The workspace is a directory inside cube (workspace) where, by default, input/output file system artifacts are stored. The are multiple reasons to have one. One is to formally have default place for data sets, configuration and log files etc. Having all these parameters in one place makes it simpler to run cubes on remote hosts and then sync results back to users' local machines.

We need to be able to provide collection of hyper-parameters and formally define a directory to store logs, models and MNIST data set. To do so, we create the directory tree workspace/parameters, and then create a file (default.parameters.yaml) with the following content:

optimizer: "adam"
train_epochs: 5
batch_size: 32
At this point, the cube directory looks like:
mnist/
  build/ {mnist.py, requirements.txt, Dockerfile, Singularity.recipe}
  tasks/ {download.yaml, train.yaml}
  workspace/
    parameters/
      default.parameters.yaml
  mlcube.yaml

Run configurations

The MLCube definition file (mlcube.yaml) provides paths to task definition files that formally define tasks input/output parameters. A run configuration assigns values to task parameters. One reason to define and "implement" parameters in different files is to be able to provide multiple configurations for the same task. One example could be one-GPU training configuration and 8-GPU training configuration. Since we have two tasks - download and train - we need to define at least two run configurations. Run configurations are defined in the run subdirectory.

Run configuration for the download task looks like:

schema_type: mlcube_invoke                     # Run (invoke) schema definition. Leave this two fields as is.
schema_version: 1.0.0

task_name: download                           # Task name

input_binding: {}                             # No input parameters for this task.

output_binding:                               # Output parameters, format is "parameter: value"
        data_dir: $WORKSPACE/data             #    Path to serialize downloaded MNIST data set
        log_dir: $WORKSPACE/download_logs     #    Path to log files.
The $WORKSPACE token is replaced with actual path to the cube workspace. File system paths are relative to the workspace directory. This makes it possible to provide absolute paths for cases when data sets are stored on shared drives. Run configuration for the train task looks like:
schema_type: mlcube_invoke                     # Run (invoke) schema definition. Leave this two fields as is.
schema_version: 1.0.0

task_name: train                              # Task name

input_binding:                                # Input parameters (name: value)
        data_dir: $WORKSPACE/data
        parameters_file: $WORKSPACE/parameters/default.parameters.yaml

output_binding:                               # Output parameters (name: value)
        log_dir: $WORKSPACE/train_logs
        model_dir: $WORKSPACE/model
At this point, the cube directory looks like:
mnist/
  build/ {mnist.py, requirements.txt, Dockerfile, Singularity.recipe}
  tasks/ {download.yaml, train.yaml}
  workspace/parameters/default.parameters.yaml
  run/
    download.yaml
    train.yaml
  mlcube.yaml

Platform configurations

Platform configurations define how MLCube cubes run.
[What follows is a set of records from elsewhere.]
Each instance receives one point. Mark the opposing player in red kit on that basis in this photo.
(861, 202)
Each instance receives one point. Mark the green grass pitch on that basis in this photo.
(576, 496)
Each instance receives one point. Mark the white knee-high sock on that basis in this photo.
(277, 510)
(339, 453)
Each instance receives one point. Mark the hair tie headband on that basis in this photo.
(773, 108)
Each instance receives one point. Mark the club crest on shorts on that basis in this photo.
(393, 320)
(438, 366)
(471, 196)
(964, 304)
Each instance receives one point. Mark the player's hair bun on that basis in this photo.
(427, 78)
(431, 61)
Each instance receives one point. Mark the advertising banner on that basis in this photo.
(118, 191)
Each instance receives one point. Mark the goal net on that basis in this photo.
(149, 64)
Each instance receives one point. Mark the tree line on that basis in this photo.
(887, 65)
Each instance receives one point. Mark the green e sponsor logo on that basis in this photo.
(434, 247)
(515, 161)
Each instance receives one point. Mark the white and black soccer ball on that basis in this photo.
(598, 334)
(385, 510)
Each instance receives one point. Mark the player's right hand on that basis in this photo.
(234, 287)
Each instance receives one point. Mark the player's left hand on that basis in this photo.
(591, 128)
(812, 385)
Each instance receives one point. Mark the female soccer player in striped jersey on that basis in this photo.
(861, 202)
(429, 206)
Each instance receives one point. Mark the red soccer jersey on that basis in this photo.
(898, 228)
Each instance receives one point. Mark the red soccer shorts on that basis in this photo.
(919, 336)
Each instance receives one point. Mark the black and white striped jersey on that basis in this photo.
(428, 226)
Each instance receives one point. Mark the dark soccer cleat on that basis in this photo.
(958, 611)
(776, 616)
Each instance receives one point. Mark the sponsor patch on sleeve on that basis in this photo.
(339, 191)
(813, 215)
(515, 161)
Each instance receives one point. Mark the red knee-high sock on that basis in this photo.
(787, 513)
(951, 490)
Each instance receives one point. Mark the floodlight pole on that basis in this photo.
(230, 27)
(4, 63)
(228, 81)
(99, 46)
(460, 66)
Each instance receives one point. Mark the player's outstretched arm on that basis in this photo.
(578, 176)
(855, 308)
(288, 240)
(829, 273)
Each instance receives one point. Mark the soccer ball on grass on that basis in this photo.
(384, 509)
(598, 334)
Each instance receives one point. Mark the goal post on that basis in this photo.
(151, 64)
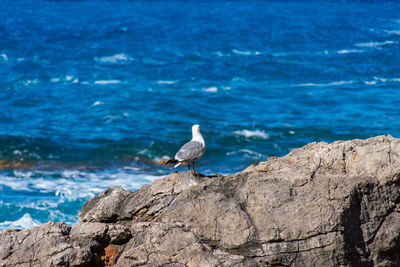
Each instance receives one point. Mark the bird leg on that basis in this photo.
(195, 172)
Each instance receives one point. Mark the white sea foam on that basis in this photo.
(375, 44)
(246, 53)
(348, 51)
(395, 32)
(249, 134)
(29, 82)
(114, 59)
(74, 184)
(166, 82)
(325, 84)
(3, 57)
(246, 152)
(97, 103)
(370, 82)
(25, 221)
(211, 89)
(104, 82)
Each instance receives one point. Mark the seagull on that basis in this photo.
(193, 150)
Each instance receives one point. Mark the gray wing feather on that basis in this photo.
(190, 151)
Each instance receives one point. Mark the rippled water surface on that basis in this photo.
(92, 93)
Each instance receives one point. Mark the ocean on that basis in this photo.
(94, 93)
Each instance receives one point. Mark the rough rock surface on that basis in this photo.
(321, 205)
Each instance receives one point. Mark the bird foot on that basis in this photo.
(195, 173)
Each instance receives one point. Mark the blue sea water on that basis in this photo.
(92, 93)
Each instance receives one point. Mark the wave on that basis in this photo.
(211, 89)
(249, 134)
(26, 221)
(246, 53)
(114, 59)
(381, 80)
(97, 103)
(166, 82)
(394, 32)
(74, 184)
(375, 44)
(3, 57)
(104, 82)
(348, 51)
(247, 152)
(325, 84)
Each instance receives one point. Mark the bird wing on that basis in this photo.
(190, 151)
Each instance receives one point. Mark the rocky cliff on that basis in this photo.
(321, 205)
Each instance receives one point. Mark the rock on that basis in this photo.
(321, 205)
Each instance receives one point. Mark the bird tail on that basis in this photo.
(179, 163)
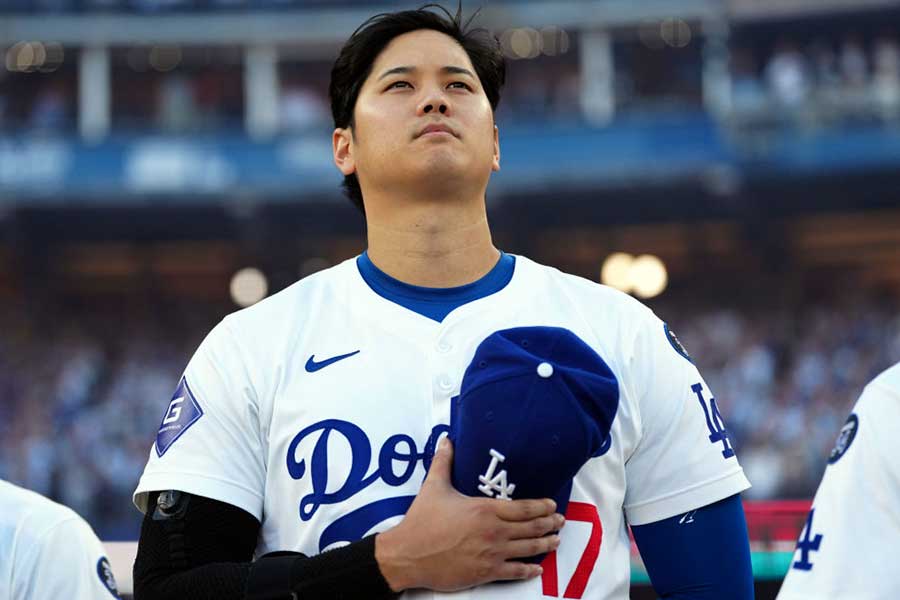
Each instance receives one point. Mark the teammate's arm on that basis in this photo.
(700, 555)
(196, 548)
(67, 561)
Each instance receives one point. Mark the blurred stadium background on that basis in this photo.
(736, 164)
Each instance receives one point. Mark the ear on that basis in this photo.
(342, 147)
(495, 166)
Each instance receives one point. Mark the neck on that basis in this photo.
(431, 244)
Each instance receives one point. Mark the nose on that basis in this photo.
(434, 101)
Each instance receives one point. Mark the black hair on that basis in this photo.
(354, 63)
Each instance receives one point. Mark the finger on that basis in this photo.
(522, 530)
(524, 510)
(440, 465)
(510, 571)
(532, 547)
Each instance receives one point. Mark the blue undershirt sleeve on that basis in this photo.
(700, 555)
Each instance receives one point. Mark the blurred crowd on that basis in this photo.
(83, 394)
(849, 79)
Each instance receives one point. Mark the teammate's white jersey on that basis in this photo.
(47, 551)
(848, 548)
(318, 409)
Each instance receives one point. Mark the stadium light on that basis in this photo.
(616, 271)
(248, 286)
(648, 276)
(645, 276)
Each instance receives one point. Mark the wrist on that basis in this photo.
(395, 569)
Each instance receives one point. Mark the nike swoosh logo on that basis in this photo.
(312, 366)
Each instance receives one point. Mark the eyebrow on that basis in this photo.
(446, 70)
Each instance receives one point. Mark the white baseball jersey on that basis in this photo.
(848, 548)
(48, 551)
(318, 410)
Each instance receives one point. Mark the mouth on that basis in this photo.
(436, 130)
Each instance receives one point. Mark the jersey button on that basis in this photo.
(445, 383)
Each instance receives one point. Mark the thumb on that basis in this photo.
(442, 463)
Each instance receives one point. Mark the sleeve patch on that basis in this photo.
(104, 572)
(845, 438)
(183, 411)
(676, 343)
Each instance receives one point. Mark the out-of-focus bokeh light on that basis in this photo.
(648, 276)
(26, 57)
(616, 269)
(644, 276)
(525, 42)
(248, 286)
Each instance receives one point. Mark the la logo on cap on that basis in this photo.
(491, 483)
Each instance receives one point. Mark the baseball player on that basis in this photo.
(845, 548)
(48, 551)
(290, 460)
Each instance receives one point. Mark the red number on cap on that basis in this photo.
(586, 513)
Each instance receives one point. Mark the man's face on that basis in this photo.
(422, 78)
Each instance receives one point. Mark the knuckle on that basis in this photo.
(483, 570)
(491, 534)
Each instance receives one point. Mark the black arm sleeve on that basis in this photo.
(205, 552)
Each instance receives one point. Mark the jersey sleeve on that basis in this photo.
(684, 458)
(853, 527)
(209, 441)
(65, 561)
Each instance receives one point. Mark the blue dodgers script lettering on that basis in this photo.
(400, 448)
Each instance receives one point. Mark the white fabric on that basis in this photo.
(857, 509)
(250, 379)
(46, 550)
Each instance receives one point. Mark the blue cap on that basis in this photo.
(535, 404)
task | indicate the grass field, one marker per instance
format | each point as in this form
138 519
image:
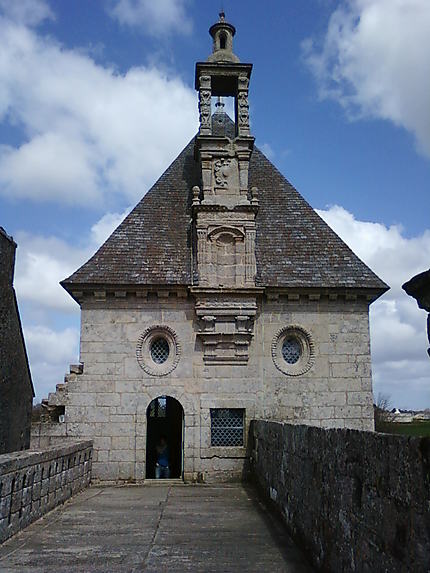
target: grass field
411 429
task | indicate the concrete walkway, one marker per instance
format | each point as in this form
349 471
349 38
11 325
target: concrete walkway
174 528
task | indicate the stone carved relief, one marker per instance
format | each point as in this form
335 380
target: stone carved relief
243 109
222 172
226 329
143 350
205 105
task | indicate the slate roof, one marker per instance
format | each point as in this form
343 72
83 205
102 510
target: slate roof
294 246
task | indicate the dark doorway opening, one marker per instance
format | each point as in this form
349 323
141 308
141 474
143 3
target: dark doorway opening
165 417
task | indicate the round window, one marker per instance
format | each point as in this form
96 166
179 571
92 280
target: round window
159 350
293 350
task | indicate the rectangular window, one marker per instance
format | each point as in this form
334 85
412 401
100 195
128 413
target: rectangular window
227 426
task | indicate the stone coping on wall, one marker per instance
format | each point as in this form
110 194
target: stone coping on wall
15 461
354 500
33 482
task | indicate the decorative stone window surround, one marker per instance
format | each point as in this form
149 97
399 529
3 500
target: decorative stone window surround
208 451
143 350
307 356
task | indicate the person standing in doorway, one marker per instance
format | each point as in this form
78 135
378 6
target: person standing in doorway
162 470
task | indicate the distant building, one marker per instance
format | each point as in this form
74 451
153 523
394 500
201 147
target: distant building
222 297
16 388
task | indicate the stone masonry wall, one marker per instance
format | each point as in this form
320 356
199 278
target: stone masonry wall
16 390
34 482
108 401
355 501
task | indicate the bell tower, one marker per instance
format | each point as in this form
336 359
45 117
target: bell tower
224 209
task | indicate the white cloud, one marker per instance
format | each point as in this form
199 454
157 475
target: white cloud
49 354
88 131
29 12
42 262
401 367
375 61
101 230
155 18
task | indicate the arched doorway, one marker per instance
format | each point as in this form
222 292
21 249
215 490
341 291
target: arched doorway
165 417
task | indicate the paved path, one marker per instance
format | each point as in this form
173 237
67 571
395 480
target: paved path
174 528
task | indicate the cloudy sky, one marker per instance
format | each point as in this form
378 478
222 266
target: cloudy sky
97 98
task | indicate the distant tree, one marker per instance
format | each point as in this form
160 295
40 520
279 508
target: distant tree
383 413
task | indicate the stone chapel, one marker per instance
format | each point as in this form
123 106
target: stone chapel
221 298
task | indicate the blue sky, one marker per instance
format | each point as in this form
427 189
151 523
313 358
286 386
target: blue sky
97 98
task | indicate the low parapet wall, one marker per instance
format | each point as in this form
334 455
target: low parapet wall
34 482
355 501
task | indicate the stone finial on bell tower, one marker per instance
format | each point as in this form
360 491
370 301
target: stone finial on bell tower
222 33
224 210
224 160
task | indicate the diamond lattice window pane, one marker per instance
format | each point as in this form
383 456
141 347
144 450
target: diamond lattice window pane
291 350
160 350
227 427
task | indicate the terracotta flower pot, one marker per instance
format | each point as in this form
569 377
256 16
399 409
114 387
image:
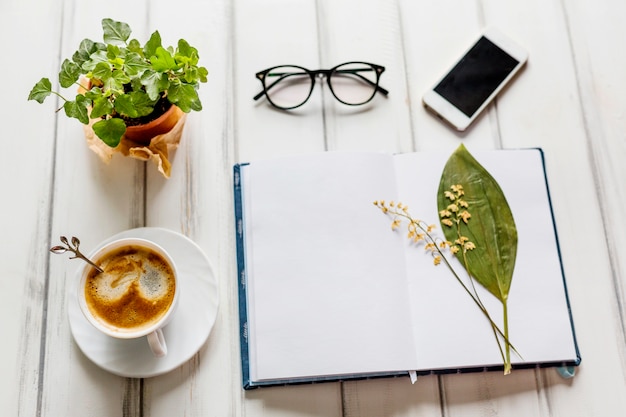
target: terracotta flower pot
143 134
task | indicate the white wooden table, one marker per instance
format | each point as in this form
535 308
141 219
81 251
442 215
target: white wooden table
570 100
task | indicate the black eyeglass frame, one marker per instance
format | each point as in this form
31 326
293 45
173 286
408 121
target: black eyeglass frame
379 69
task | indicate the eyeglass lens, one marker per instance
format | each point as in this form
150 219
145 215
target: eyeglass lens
353 83
288 87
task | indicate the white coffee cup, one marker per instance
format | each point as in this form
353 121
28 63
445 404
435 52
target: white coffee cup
135 296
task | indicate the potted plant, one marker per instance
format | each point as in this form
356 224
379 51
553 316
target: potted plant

Docker, Singularity, SSH and cloud runners have their own configurations. For instance, Docker platform configuration at minimum provides image name and docker executable (docker / nvidia-docker). SSH platform configuration could provide IP address of a remote host, login credentials etc. Platform configurations are supposed to be used by runners, and each runner has its own platform schema. The Runners documentation section provides detailed description of reference runners together with platform configuration schemas. Since we wanted to support Docker and Singularity runtimes, we provide docker.yaml and singularity.yaml files in the platforms subdirectory that is default location to store these types of files. Docker platform configuration is the following:

schema_version: 1.0.0
schema_type: mlcube_docker

image: mlcommons/mlcube:mnist   # Docker image name
docker_runtime: docker      # Docker executable: docker or nvidia-docker

Singularity platform configuration is the following:

schema_version: 1.0.0
schema_type: mlcube_singularity

image: /opt/singularity/mlcommons_mlcube_mnist-0.01.simg   # Path to or name of a Singularity image.
At this point, the cube directory looks like:
mnist/
  build/ {mnist.py, requirements.txt, Dockerfile, Singularity.recipe}
  tasks/ {download.yaml, train.yaml}
  workspace/parameters/default.parameters.yaml
  run/ {download.yaml, train.yaml}
  platforms/
    docker.yaml
    singularity.yaml
  mlcube.yaml

MNIST MLCube directory structure summary

mnist/                                   # MLCube root directory.
    build/                               # Project source code, resource files, Docker/Singularity recipes.
        mnist.py                         #    Python source code training simple neural network using MNIST data set.
        requirements.txt                 #    Python project dependencies.
        Dockerfile                       #    Docker recipe.
        Singularity.recipe               #    Singularity recipe.
    tasks/                               # Task definition files - define functionality that MLCube supports
        download.yaml                    #    Download MNIST data set.
        train.yaml                       #    Train neural network.
    workspace/                           # Default location for data sets, logs, models, parameter files.
        parameters/                      #    Model hyper-parameters can be stored at any location.
          default.parameters.yaml        #       This is just what is used in this implementation.
    run/                                 # Run configurations - bind task parameters and values.
        download.yaml                    #    Concrete run specification for the download task.
        train.yaml                       #    Concrete run specification for the train task.
    platforms/                           # Platform definition files - define how MLCube runs.
        docker.yaml                      #    Docker runtime definition.
        singularity.yaml                 #    Singularity runtime definition. 
  mlcube.yaml                             # MLCube definition file.

Running MNIST MLCube

We need to setup the Python virtual environment. These are the steps outlined in the Introduction section except we do not clone GitHub repository with the example MLCube cubes.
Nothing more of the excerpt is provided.